Sunday, July 10, 2011

Somebody's Making Sense for a Change

The Philadelphia District Attorney's office estimates that it saved the city two million dollars in revenue through a new program designed to deal with individuals arrested with less than 30 grams (slightly more than one ounce) of marijuana.

According to The Philadelphia Daily News, new sentencing guidelines have meant that the city no longer has to foot the bill for court-appointed defense attorneys, prosecutorial fees, lab tests, or overtime wages paid to police officers who appear in court. Additionally, says the article, legal personnel at all levels are freed up to concentrate on more serious crimes.

[...]

Thousands of cases have been diverted through Philadelphia's so-called Small Amount of Marijuana (SAM) program, which is designed to process marijuana users quickly through the system and leave them with a clean record.

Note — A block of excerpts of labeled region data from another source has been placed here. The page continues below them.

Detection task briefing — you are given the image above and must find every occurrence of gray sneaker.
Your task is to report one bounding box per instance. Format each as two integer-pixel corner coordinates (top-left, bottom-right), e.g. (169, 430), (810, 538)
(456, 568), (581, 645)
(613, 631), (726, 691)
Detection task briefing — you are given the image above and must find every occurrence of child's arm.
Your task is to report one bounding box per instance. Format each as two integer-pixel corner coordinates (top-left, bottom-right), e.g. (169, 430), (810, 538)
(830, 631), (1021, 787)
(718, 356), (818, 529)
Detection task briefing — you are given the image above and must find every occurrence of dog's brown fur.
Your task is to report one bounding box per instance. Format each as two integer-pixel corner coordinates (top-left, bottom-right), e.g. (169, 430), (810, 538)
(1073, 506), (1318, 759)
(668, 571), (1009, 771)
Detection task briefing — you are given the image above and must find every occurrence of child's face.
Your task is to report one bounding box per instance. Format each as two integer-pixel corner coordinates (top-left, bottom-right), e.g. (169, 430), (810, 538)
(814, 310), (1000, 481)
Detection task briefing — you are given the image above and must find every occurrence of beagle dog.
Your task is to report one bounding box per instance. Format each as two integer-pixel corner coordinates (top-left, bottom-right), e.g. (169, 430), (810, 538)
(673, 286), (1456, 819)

The effort might have been doomed to failure had it not received the support of law enforcement personnel, who say that efforts to take marijuana off the streets use up resources and do little to dent the supply available to users.

  Raw Story

A panel of former high ranking world officials issued a report Thursday calling for an end to the global war on drugs and a move toward policies that treat addiction as a health problem instead of as crime.

The group, calling themselves the Global Commission on Drug Policy, includes the former presidents of Switzerland, Colombia, Mexico and Brazil, along with a former U.N. Secretary General, a former U.S. Secretary of State, the prime minister of Greece and the former U.N. High Commissioner for Human Rights.